The Tower of Babel today
A Scottish Nationalist MSP caused a minor stir lately for writing about the biblical story of the Tower of Babel in a piece about the Scottish Independence debate. Sure, at surface level, its a bizarre connection to make, but perhaps there is a thread of truth somewhere in this connection.
Its a Sunday School story that we probably doesn’t get much attention in weekly church services and bible studies. God punishes people for building a tall tower, by creating what appears to be confusion and disunity. But there’s a lot more to the passage than this – even if only as an allegorical myth. That said, there is evidence of obsession with tall buildings during the time period and in the region being described, so whilst it may not be historically accurate in every dimension, some historical reality is being reflected upon.

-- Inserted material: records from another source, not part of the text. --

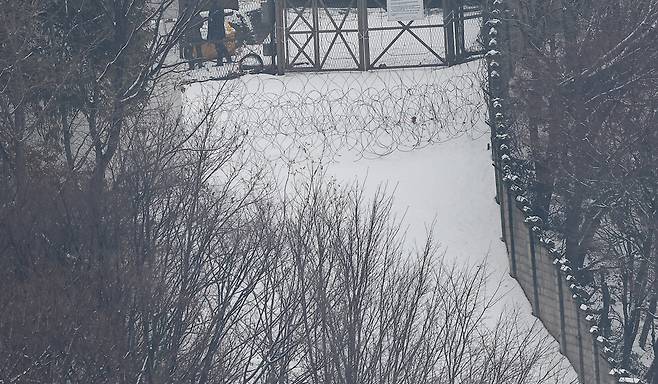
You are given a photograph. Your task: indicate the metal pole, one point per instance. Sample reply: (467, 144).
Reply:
(364, 40)
(449, 30)
(280, 36)
(316, 35)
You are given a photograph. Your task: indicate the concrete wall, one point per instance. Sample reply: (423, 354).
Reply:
(541, 270)
(550, 295)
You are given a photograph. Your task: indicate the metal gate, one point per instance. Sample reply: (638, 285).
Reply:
(338, 35)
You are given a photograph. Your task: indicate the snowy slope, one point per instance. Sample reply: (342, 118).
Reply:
(302, 121)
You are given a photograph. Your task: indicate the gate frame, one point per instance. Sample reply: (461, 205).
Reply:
(453, 32)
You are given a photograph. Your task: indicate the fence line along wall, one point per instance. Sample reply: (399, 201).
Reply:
(542, 271)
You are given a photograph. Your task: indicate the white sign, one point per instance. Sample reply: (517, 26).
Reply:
(405, 10)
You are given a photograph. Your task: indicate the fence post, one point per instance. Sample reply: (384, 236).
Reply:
(364, 40)
(563, 328)
(512, 247)
(280, 38)
(535, 285)
(449, 30)
(316, 34)
(581, 363)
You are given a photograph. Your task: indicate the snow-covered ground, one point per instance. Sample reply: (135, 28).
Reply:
(420, 132)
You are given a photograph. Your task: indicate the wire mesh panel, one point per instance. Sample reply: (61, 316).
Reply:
(300, 33)
(396, 44)
(359, 34)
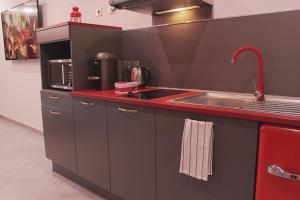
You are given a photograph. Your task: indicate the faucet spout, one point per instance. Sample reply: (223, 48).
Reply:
(259, 93)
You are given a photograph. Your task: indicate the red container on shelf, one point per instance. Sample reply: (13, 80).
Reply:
(278, 175)
(75, 15)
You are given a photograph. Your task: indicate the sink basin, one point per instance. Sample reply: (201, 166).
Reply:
(217, 100)
(272, 104)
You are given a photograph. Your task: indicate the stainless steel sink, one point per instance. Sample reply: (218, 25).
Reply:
(272, 104)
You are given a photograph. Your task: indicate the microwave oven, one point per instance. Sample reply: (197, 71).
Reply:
(60, 74)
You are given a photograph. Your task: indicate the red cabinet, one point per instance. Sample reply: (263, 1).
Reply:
(278, 164)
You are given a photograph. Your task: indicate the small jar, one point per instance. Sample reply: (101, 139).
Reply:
(75, 15)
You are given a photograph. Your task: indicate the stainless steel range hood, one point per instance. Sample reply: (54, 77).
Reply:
(152, 6)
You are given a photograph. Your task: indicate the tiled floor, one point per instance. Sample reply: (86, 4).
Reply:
(25, 173)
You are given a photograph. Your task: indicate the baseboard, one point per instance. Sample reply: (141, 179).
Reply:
(84, 183)
(22, 125)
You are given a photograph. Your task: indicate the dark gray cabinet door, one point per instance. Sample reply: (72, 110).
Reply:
(234, 163)
(59, 137)
(132, 151)
(91, 141)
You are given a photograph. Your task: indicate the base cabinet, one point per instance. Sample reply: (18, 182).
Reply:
(132, 151)
(234, 163)
(59, 137)
(92, 141)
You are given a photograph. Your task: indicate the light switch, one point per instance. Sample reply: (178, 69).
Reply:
(99, 12)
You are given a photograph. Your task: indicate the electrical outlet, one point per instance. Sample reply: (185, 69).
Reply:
(111, 10)
(99, 12)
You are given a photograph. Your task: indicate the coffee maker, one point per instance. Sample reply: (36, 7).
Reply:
(103, 73)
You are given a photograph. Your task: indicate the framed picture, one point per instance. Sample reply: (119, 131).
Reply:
(19, 26)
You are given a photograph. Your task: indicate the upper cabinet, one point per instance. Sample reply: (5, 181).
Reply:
(79, 43)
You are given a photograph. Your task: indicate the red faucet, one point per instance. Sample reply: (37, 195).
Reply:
(259, 93)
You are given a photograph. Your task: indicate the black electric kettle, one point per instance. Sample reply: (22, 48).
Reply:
(140, 74)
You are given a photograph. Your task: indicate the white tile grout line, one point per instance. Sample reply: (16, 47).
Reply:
(22, 125)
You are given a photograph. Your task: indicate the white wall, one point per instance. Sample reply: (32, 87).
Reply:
(20, 80)
(232, 8)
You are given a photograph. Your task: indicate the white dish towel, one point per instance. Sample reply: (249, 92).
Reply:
(197, 149)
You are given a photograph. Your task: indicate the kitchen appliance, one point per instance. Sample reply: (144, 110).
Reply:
(60, 74)
(123, 74)
(140, 74)
(152, 94)
(103, 73)
(278, 175)
(151, 6)
(125, 87)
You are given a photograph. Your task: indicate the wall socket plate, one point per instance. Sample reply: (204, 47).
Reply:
(111, 10)
(99, 12)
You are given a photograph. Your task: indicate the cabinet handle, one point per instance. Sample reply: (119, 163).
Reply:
(55, 113)
(128, 111)
(54, 97)
(279, 172)
(86, 103)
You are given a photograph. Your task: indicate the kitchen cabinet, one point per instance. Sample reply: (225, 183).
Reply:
(131, 131)
(92, 141)
(234, 163)
(59, 137)
(278, 172)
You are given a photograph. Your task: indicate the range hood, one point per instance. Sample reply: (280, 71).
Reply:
(152, 6)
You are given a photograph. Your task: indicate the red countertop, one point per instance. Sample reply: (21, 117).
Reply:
(165, 103)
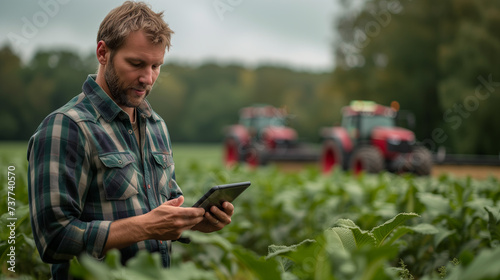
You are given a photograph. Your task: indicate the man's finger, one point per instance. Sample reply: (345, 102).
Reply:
(176, 201)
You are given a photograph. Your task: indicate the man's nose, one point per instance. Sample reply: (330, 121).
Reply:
(147, 76)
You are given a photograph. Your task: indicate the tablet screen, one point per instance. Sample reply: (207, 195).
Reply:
(218, 194)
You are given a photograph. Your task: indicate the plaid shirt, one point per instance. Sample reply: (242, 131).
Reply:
(86, 170)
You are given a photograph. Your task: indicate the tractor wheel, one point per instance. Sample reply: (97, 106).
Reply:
(421, 161)
(232, 152)
(331, 156)
(368, 159)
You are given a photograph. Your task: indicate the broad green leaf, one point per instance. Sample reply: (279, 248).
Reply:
(341, 238)
(425, 228)
(398, 233)
(361, 237)
(276, 251)
(258, 266)
(383, 231)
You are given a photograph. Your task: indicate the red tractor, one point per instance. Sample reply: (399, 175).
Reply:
(368, 140)
(262, 136)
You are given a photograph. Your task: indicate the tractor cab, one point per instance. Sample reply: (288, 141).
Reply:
(368, 139)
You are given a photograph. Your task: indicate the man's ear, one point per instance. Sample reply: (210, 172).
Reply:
(102, 52)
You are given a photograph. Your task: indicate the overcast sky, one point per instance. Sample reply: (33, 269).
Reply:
(296, 33)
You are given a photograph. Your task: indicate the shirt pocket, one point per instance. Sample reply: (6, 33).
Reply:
(119, 175)
(164, 169)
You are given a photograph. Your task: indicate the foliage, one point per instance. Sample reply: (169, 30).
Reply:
(304, 225)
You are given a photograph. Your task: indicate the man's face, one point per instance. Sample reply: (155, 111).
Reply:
(133, 69)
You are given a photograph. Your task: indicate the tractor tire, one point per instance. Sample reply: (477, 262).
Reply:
(421, 161)
(331, 156)
(368, 159)
(232, 151)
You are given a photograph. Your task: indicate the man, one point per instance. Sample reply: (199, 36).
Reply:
(101, 173)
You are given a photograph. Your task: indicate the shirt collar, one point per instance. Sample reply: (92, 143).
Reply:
(106, 106)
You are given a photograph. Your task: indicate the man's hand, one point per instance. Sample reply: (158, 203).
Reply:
(216, 219)
(166, 222)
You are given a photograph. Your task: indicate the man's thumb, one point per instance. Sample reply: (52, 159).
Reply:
(176, 201)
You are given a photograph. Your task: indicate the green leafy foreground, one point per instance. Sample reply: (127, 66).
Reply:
(305, 225)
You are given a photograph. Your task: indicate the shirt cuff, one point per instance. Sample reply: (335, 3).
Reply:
(96, 236)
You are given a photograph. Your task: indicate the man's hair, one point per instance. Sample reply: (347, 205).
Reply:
(133, 16)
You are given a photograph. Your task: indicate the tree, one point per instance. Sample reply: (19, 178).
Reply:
(427, 55)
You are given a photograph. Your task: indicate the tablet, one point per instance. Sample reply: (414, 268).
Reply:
(218, 194)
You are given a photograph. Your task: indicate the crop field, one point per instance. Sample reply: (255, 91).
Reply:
(294, 223)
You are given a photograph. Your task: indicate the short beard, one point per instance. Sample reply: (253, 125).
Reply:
(116, 89)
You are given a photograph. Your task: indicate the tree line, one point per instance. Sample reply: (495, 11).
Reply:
(439, 60)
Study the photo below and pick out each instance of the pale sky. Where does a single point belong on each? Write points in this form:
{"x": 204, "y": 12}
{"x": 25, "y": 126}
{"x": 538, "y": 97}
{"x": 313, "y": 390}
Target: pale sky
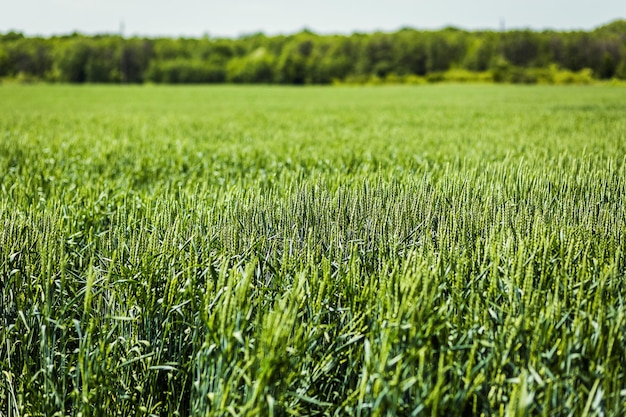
{"x": 232, "y": 18}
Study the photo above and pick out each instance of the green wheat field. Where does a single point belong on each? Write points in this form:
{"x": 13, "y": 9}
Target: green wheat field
{"x": 440, "y": 250}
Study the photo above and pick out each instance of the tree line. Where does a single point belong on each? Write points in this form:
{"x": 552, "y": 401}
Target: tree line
{"x": 405, "y": 56}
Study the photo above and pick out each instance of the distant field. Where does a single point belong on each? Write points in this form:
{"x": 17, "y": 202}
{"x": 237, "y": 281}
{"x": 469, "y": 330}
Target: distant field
{"x": 437, "y": 250}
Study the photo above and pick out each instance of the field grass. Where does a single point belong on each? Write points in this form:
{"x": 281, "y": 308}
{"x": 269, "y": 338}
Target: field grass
{"x": 437, "y": 250}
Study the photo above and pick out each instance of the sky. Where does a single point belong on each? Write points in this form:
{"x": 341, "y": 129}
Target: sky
{"x": 233, "y": 18}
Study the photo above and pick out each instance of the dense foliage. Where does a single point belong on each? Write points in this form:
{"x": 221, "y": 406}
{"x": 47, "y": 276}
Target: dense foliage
{"x": 407, "y": 56}
{"x": 278, "y": 251}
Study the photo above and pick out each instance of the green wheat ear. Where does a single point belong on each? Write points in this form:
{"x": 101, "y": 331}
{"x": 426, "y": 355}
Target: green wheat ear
{"x": 271, "y": 251}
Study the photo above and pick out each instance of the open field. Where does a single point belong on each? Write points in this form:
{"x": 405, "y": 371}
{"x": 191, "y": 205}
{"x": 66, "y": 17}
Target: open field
{"x": 438, "y": 250}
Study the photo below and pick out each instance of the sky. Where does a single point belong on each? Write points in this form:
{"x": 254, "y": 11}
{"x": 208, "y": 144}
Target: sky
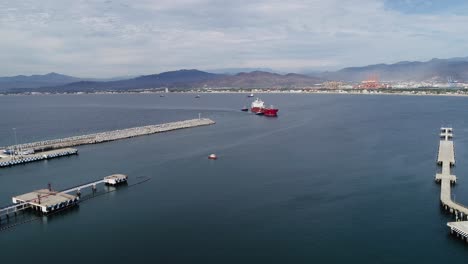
{"x": 95, "y": 38}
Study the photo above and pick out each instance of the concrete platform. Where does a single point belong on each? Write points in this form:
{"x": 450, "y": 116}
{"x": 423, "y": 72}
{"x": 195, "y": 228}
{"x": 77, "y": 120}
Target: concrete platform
{"x": 459, "y": 228}
{"x": 446, "y": 153}
{"x": 46, "y": 201}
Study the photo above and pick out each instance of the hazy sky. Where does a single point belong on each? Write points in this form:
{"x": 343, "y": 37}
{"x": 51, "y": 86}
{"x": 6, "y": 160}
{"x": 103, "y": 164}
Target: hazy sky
{"x": 93, "y": 38}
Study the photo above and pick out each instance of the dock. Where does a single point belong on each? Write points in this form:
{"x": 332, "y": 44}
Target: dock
{"x": 28, "y": 152}
{"x": 446, "y": 159}
{"x": 11, "y": 160}
{"x": 46, "y": 201}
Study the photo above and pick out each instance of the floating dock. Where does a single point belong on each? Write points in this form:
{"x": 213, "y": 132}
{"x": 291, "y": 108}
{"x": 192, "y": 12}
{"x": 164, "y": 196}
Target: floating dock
{"x": 46, "y": 201}
{"x": 11, "y": 160}
{"x": 446, "y": 158}
{"x": 61, "y": 147}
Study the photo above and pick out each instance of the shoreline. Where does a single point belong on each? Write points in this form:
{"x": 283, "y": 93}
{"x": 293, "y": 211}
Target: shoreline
{"x": 312, "y": 92}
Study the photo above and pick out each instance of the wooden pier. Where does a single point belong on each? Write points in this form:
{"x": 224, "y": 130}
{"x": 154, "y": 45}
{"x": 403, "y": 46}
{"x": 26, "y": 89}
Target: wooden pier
{"x": 111, "y": 135}
{"x": 28, "y": 152}
{"x": 11, "y": 160}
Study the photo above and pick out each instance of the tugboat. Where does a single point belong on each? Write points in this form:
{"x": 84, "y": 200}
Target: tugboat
{"x": 270, "y": 111}
{"x": 258, "y": 107}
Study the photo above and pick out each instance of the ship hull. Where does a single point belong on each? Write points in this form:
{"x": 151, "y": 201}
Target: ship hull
{"x": 270, "y": 112}
{"x": 256, "y": 110}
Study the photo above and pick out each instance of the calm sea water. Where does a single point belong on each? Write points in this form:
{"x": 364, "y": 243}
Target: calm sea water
{"x": 333, "y": 179}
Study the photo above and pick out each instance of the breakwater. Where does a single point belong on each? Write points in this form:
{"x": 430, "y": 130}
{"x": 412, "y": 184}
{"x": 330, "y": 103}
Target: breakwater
{"x": 111, "y": 135}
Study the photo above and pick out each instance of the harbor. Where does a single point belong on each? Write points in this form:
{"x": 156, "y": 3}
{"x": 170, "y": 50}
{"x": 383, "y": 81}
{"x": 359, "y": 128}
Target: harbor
{"x": 29, "y": 152}
{"x": 46, "y": 201}
{"x": 446, "y": 159}
{"x": 11, "y": 160}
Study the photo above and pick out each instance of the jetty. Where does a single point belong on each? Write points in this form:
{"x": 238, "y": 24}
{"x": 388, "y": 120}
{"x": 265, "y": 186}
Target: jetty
{"x": 446, "y": 159}
{"x": 46, "y": 201}
{"x": 28, "y": 152}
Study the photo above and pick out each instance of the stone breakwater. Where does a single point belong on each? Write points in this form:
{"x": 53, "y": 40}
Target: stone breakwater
{"x": 111, "y": 135}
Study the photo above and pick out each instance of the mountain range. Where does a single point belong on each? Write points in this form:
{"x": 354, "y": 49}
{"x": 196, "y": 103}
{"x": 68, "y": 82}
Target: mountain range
{"x": 434, "y": 70}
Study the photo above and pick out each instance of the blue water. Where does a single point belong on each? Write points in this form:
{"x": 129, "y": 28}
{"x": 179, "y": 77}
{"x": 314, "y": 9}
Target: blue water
{"x": 333, "y": 179}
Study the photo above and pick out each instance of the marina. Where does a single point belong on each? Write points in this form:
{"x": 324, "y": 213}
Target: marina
{"x": 11, "y": 160}
{"x": 46, "y": 201}
{"x": 446, "y": 159}
{"x": 29, "y": 152}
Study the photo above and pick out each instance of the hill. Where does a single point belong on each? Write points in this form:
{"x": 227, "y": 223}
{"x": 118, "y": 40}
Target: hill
{"x": 433, "y": 70}
{"x": 35, "y": 81}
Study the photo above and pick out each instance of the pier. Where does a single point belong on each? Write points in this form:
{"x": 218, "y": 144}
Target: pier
{"x": 46, "y": 201}
{"x": 11, "y": 160}
{"x": 446, "y": 159}
{"x": 28, "y": 152}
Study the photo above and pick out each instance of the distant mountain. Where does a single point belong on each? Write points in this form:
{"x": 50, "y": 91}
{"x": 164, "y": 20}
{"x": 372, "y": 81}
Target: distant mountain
{"x": 172, "y": 79}
{"x": 433, "y": 70}
{"x": 233, "y": 71}
{"x": 186, "y": 79}
{"x": 260, "y": 79}
{"x": 35, "y": 81}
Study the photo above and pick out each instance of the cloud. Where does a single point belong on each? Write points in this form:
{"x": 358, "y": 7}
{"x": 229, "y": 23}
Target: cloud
{"x": 117, "y": 37}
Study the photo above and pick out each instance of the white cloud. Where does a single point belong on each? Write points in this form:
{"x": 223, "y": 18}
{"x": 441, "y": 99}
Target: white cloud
{"x": 116, "y": 37}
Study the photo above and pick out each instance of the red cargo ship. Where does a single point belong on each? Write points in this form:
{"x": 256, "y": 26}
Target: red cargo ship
{"x": 258, "y": 107}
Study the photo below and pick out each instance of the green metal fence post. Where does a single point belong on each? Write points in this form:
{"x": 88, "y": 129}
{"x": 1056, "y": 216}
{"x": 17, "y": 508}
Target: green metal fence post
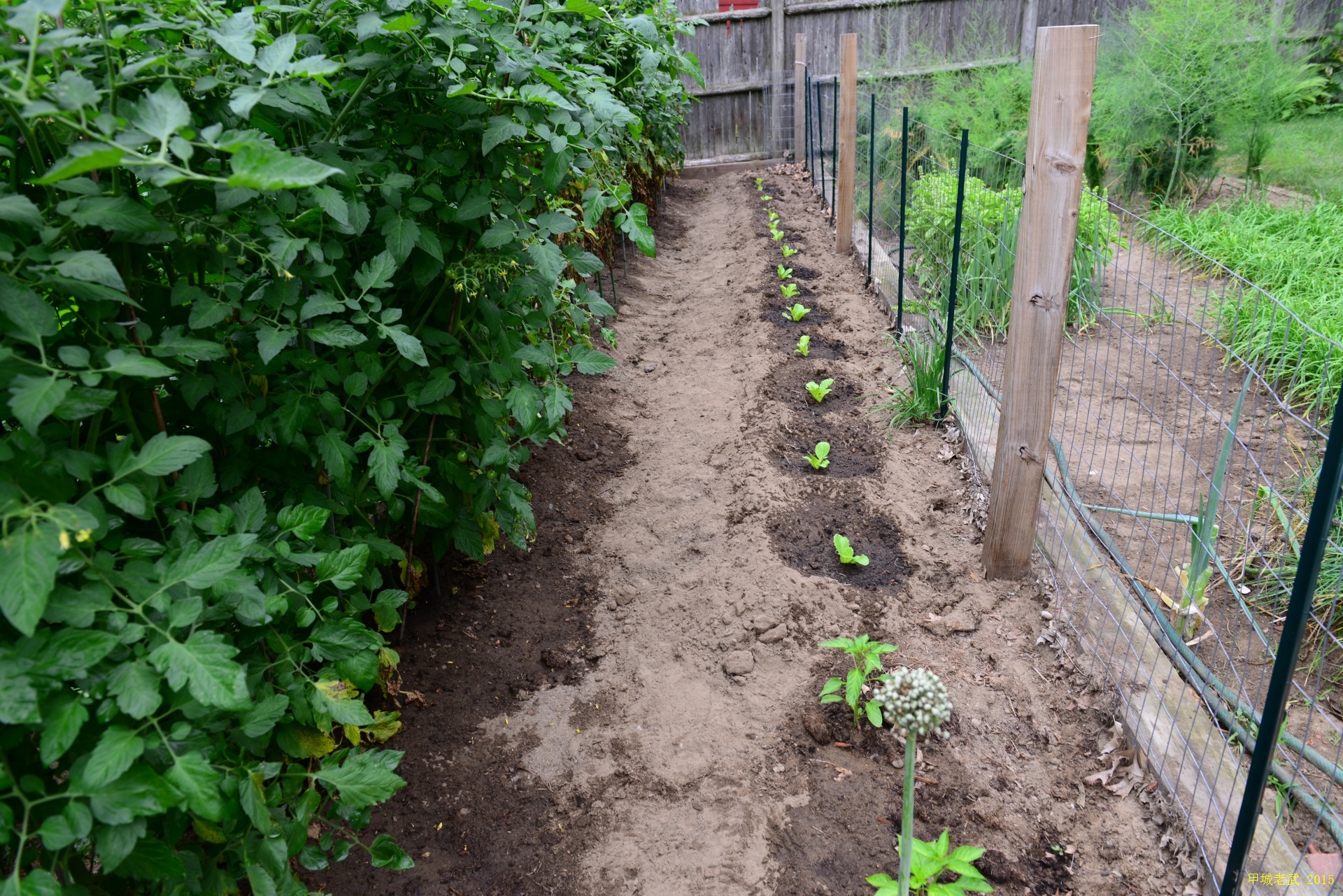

I wonder if the reason we don’t talk much about this passage is because of its awkward contradiction with the last two centuries of world history – history in which the Church is indisputably complicit. God’s plan is for global cultural diversity. We have been part of a process of forced cultural indoctrination. We have benefited from a politics that says ‘we don’t know you, but we know best’*, ‘become like us or perish’.
I would certainly hesitate to draw the parallel between the Tower Babel story and the Scottish independence fight, and I’m glad the MSP in question does so too. But this story has a resonance for those who’s suffering is deeply entrenched in cultural, political and economic Imperialism.
But when looking at the world around us, the Babel story often comes to mind. How else could Christians spiritually analyse the motivations behind London’s ‘Shard’, or any of a number of other buildings? Or do we just walk past them without thinking about the motivations behind their presence?
We surely cannot think that the Tower of the story would have been built by the same class of people who ordained that it should be built, right? It doesn’t matter whether it’s the Israelites slaving in Egypt, the Irish slaving to build our railways or any modern day construction project that somehow embodies the success of our Finance Industry, as most of the ‘towers’ being constructed in London claim to. The vanity buildings of history, dedicated to human achievement (and there are a fair few religious, even church buildings amongst these) are never built without trampling a few people’s lives and dignity underneath.
I could spend hours drawing parallels between the Babel civilisation and our own – none of them terribly flattering. As I said at the outset, this story is definitely one which, though we probably heard it a long time ago, sits very uncomfortably with us today. We can easily be dismissive of it, but how much does that say about us?
* This is a quote from ‘Light gives heat’ by Jars of Clay (available on Spotify). Its a great track to use in meditating on Western Christianity’s superiority complex.